Since Vector3_get_one_m2017759730 and Vector3__ctor_m2926210380 are in the same compilation unit, the constructor is actually inlined in Vector3_get_one_m2017759730 method. It is compiled to the following bytecode:

fmov        s0, #1.00000000  
mov.16b     v1, v0  
mov.16b     v2, v0  
ret  

Is this why Vector3.one is not slow here?

But as our code is in another compilation unit, it is correct to say that Vector3_get_one_m2017759730 will not be inlined to our code.

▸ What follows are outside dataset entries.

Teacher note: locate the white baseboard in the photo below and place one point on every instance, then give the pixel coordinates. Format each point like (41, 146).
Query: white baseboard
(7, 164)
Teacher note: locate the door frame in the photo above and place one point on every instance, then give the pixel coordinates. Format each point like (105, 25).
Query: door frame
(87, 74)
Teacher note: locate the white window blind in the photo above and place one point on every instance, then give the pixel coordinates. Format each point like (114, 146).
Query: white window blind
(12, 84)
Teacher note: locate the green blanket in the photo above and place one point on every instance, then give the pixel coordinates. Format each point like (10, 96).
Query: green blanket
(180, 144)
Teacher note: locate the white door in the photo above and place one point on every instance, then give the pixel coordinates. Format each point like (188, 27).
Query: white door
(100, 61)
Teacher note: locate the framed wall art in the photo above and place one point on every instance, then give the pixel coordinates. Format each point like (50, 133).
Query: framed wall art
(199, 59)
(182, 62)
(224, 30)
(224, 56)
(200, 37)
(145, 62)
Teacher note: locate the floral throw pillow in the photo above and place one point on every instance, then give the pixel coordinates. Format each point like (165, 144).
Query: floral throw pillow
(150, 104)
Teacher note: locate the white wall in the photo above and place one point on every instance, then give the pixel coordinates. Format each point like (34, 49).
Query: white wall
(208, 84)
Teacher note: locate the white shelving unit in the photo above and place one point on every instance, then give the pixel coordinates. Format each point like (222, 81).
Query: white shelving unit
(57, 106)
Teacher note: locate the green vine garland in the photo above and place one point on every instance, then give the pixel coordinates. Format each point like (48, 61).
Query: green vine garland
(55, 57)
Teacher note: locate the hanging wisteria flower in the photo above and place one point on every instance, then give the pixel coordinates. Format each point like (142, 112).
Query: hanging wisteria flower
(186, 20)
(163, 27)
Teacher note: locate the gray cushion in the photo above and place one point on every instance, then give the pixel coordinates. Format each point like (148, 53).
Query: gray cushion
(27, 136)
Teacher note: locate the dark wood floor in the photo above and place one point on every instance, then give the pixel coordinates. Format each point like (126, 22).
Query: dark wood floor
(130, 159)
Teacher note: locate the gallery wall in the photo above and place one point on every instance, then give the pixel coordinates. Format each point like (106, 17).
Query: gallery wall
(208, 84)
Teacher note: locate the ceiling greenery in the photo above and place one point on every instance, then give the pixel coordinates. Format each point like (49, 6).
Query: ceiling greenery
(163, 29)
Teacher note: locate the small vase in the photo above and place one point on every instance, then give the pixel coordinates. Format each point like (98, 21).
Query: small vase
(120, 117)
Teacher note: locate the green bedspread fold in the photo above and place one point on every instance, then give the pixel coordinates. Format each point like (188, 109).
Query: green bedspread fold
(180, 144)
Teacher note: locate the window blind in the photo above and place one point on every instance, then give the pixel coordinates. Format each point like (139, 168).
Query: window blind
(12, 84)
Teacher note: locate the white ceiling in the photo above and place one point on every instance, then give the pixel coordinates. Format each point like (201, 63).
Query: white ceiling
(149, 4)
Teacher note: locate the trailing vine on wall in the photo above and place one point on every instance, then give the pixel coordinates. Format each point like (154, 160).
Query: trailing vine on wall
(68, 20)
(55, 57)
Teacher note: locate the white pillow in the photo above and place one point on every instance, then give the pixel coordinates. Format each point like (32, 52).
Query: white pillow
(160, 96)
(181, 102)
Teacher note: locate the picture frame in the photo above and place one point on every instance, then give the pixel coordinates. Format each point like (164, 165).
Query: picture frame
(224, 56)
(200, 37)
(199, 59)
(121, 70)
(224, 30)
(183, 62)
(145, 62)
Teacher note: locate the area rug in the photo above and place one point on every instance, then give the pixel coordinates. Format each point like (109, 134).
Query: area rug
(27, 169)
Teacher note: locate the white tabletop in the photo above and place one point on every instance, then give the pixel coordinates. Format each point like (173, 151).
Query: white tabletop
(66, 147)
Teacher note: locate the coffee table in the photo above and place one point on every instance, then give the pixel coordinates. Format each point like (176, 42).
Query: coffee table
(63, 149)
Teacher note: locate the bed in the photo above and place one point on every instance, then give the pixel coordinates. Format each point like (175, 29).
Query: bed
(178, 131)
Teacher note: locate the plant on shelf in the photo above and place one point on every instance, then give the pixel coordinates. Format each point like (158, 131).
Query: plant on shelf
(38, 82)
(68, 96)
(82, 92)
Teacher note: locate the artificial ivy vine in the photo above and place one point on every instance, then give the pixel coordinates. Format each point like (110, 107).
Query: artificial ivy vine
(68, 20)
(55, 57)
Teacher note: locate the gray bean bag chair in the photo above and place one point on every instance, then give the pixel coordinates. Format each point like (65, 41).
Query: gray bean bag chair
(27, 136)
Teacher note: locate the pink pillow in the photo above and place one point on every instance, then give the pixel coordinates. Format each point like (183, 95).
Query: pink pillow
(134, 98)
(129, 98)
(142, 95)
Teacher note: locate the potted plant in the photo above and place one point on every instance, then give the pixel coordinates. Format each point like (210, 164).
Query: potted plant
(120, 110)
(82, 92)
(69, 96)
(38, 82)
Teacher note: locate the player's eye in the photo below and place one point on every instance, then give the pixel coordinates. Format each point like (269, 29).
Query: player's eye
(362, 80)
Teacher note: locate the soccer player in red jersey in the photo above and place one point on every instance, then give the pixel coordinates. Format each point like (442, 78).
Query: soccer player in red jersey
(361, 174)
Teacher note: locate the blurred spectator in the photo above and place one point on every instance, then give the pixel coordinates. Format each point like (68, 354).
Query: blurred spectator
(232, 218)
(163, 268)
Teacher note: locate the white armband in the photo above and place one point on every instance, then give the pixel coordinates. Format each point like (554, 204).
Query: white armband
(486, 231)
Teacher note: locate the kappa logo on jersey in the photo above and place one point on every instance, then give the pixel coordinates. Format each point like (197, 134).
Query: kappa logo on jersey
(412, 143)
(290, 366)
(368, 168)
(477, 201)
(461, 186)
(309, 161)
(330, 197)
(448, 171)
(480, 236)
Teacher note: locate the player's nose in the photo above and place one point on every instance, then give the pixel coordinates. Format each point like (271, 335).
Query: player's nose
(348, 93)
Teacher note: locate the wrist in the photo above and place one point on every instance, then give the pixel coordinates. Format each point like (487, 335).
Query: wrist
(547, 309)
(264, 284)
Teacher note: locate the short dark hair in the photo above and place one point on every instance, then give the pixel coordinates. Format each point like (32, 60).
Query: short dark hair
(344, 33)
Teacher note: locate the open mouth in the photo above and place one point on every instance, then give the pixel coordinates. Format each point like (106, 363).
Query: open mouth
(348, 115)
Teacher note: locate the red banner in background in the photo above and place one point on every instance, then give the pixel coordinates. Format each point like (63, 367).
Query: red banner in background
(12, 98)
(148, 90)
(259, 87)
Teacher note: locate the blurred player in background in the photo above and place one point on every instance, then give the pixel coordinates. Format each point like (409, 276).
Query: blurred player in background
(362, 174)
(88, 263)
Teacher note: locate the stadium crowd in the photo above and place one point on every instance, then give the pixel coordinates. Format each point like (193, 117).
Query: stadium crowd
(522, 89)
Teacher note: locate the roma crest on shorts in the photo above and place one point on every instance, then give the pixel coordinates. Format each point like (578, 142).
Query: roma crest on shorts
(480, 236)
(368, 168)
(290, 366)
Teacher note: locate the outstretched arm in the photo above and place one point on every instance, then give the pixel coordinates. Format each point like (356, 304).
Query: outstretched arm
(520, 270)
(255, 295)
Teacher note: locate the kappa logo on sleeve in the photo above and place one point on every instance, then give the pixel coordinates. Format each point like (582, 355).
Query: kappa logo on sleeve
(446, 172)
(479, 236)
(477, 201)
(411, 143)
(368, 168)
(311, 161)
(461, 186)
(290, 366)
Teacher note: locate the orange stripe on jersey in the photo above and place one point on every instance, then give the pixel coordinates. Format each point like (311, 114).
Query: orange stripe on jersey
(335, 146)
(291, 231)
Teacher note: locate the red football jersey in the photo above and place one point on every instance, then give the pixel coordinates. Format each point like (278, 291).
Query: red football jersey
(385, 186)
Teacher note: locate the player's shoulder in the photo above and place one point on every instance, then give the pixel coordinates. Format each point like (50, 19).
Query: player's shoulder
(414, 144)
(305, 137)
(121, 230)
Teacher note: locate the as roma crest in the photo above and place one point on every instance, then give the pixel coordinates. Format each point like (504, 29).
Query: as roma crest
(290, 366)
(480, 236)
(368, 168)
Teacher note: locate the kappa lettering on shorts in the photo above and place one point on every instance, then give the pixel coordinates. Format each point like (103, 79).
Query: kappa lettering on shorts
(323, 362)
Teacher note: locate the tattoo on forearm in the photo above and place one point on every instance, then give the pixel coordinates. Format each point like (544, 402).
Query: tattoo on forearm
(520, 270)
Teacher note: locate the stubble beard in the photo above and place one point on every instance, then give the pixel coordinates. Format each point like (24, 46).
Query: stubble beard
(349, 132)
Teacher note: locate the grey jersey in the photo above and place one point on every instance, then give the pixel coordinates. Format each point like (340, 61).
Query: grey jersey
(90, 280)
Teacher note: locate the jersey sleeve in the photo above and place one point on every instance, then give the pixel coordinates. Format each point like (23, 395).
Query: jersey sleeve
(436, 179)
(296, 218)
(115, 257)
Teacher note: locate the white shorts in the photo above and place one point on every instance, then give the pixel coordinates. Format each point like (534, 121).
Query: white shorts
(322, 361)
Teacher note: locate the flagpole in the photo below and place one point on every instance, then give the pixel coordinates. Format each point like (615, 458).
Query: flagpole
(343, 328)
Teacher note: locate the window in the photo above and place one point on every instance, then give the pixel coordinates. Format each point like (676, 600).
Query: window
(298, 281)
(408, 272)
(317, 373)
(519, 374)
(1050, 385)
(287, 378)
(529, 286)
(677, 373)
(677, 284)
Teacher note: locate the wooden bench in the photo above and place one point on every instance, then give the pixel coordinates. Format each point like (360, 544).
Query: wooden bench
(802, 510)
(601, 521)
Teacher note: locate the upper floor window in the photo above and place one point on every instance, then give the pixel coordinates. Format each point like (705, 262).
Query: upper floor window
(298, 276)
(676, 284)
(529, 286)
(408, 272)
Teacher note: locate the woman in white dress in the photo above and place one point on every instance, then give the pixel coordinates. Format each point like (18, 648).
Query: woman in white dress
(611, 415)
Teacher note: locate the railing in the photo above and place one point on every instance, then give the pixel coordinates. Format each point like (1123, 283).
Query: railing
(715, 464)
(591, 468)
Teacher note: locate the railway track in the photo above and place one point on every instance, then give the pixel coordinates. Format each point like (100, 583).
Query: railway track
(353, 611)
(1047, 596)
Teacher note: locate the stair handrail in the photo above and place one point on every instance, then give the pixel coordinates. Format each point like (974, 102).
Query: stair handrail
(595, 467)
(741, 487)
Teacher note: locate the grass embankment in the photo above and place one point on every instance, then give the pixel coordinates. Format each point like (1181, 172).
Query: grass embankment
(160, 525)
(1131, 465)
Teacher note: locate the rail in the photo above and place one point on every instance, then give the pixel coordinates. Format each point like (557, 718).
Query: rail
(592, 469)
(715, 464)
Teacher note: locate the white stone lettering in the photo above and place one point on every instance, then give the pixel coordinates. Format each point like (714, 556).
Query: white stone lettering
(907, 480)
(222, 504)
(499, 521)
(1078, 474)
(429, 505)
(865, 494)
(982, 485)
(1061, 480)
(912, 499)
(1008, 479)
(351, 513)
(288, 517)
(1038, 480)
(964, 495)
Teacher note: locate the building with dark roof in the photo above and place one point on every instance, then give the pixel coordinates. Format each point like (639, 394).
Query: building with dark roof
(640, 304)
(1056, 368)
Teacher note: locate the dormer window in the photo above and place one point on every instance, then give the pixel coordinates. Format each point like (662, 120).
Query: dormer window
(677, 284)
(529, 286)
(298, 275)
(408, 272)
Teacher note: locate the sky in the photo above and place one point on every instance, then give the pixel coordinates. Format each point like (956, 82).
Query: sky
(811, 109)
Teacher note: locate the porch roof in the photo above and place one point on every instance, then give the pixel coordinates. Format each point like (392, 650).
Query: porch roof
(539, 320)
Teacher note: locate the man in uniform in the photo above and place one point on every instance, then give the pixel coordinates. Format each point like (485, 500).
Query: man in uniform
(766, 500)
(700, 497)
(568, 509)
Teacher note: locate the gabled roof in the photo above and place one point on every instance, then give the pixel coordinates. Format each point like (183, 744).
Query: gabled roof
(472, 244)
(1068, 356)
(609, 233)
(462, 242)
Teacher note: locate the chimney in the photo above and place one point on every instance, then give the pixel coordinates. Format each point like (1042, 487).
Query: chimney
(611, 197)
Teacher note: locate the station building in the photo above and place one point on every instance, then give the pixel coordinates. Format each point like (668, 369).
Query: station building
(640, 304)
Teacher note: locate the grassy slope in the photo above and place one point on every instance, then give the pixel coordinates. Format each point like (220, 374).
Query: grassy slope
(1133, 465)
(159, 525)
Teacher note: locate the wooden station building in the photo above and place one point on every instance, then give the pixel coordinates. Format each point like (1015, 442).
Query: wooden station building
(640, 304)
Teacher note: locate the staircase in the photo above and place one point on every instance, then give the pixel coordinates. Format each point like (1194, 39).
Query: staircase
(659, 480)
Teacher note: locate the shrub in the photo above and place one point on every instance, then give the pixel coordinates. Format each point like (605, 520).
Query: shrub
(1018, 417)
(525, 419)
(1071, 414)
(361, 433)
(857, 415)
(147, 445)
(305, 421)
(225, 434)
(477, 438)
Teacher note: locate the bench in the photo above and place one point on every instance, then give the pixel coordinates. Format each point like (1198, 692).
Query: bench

If you look to any code using static variables, you will see that in IL2CPP it follows the same pattern. For example, this is the call to the static variable in my test:

IL2CPP_RUNTIME_CLASS_INIT(Test_t2603186_il2cpp_TypeInfo_var);  
Vector3_t4282066566 L_26 =  
   ((Test_t2603186_StaticFields*)Test_t2603186_il2cpp_TypeInfo_var    
    ->static_fields)->get_staticOne_2();

Luckily, the whole second line is inlined. But, the IL2CPP_RUNTIME_CLASS_INIT macro has to check if the class is initialized every time. Is this why static variables are slow(er)?

Safety checks

Let's look at a snippet of generated IL2CPP code:

Vector3U5BU5D_t215400611* L_25 = __this->get_arr_5();  
NullCheck(L_25);  
IL2CPP_ARRAY_BOUNDS_CHECK(L_25, L_26);  
Vector3_t4282066566  L_27 = Vector3_get_one_m886467710(…);  
int32_t L_28 = V_3;  
Vector3_t4282066566  L_29 = Vector3_op_Multiply_m973638459(…);  
(*(Vector3_t4282066566 *)((L_25)
   ->GetAddressAt(static_cast<il2cpp_array_size_t>(L_26)))) = L_29;

Notice lines two and three:

NullCheck(L_25);  
IL2CPP_ARRAY_BOUNDS_CHECK(L_25, L_26);  

Unity and IL2CPP add a few safety checks to generated code to make sure that you don't accidentally shoot yourself in the foot. This is usually a good thing. But does it add overhead? Yes, it does.

You can turn these safety checks off using Il2CppSetOption attribute (read more) like so:

[Il2CppSetOption(Option.NullChecks, false)]
[Il2CppSetOption(Option.ArrayBoundsChecks, false)]
[Il2CppSetOption(Option.DivideByZeroChecks, false)]
public class Test : MonoBehaviour {}  

Of course, you must be absolutely sure that your code is perfect before doing this. Let's see how much performance I got in my test on iPhone 6 by turning these things off:

  1. empty: 0 ms / 0 ms,
  2. Vector3.one: 40 ms / 47 ms,
  3. new: 56 ms / 56 ms,
  4. local: 31 ms / 35 ms,
  5. static: 51 ms / 54 ms.

Well, this is definitely good.

What we found out

64-bit

Does the fact that I build for a 64-bit platform give such speed boost?

Here I'm entering the realm where I don't really have much expertise. From a lot of googling and chatting with more experienced colleagues I got the following:

  1. It's not SIMD. Generated ARM instructions are definitely not SIMD.
  2. The 64-bit bytecode seems to be using registers instead of stack to pass function parameters.

This might be just an edge case. So, the question is still open.

Results

  1. It is really important to test things on your platform and target device.
  2. Compilers are smart.
  3. Use a local variable.
  4. You learn a lot while making tests.

... and (sadly) I still don't understand what's going on.